Na Região Metropolitana de Curitiba, o Parque Estadual de Campinhos abriga a Gruta dos Jesuítas, uma das maiores cavernas do Paraná. O acesso à gruta é controlado e exige agendamento prévio, mas o parque também conta com trilhas abertas ao público em meio à mata de araucárias.
Outra opção é o Parque Estadual de Amaporã, que combina trilhas educativas e áreas de lazer, além de desempenhar papel importante na preservação de espécies da floresta nativa.
Turismo e educação ambiental
O Parque das Aves, em Foz do Iguaçu, consolida-se hoje como o maior santuário de resgate e conservação de aves da América Latina, distanciando-se do conceito tradicional de zoológico para atuar como um braço crítico na preservação da Mata Atlântica.
Com mais de 50% de seus moradores provenientes de resgates contra o tráfico de animais e maus-tratos, o parque desempenha um papel político e biológico fundamental na manutenção de espécies que a exploração humana quase extinguiu. Ao percorrer seus cinco hectares de mata nativa, o visitante confronta a realidade da nossa fauna: aves como a jacutinga e o papagaio-de-cara-roxa, que enfrentam o risco iminente de desaparecerem, encontram ali um refúgio para reprodução e reintrodução na natureza.
A importância do Parque transcende a observação contemplativa; trata-se de um centro de educação ambiental que expõe a fragilidade dos nossos ecossistemas frente ao avanço do desmatamento e da caça predatória. Manter uma estrutura dessa magnitude na Tríplice Fronteira é um ato de resistência e soberania ambiental, reforçando que o patrimônio natural da região não é apenas um cenário, mas um organismo vivo que exige proteção rigorosa. Para o leitor do Fronteira Livre, entender o Parque das Aves é compreender que a luta pela terra e pela dignidade humana está intrinsecamente ligada à defesa do nosso meio ambiente, contra a lógica de destruição que impera no agronegócio predatório e no comércio ilegal de vida silvestre.

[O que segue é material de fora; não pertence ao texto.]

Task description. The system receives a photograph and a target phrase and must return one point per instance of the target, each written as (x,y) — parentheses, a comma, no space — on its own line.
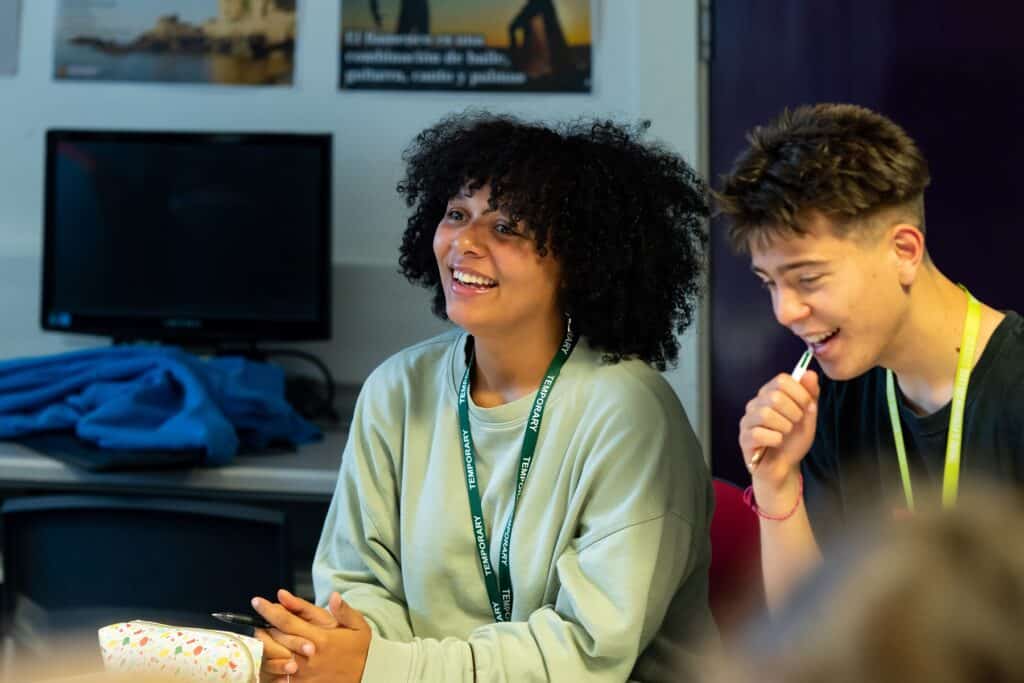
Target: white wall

O Parque das Aves, localizado em Foz do Iguaçu, funciona diariamente, incluindo fins de semana e feriados, das 8h30 às 17h30 (entrada permitida até as 16h30 para aproveitar o passeio completo). O local é um centro de conservação da Mata Atlântica e fica aberto o ano todo. Endereço: Av. das Cataratas, 12450 – KM 17,1 – Parque Nacional, Foz do Iguaçu – PR, 85859-899
Além do lazer, os espaços funcionam como ambientes de aprendizado, com foco na preservação ambiental e na valorização da biodiversidade. As atividades incluem trilhas interpretativas, observação de fauna e flora e experiências que aproximam o visitante dos ecossistemas locais.
Com diferentes níveis de acesso e infraestrutura, os destinos se consolidam como alternativas para quem deseja aproveitar o feriado em contato com a natureza, sem sair do estado.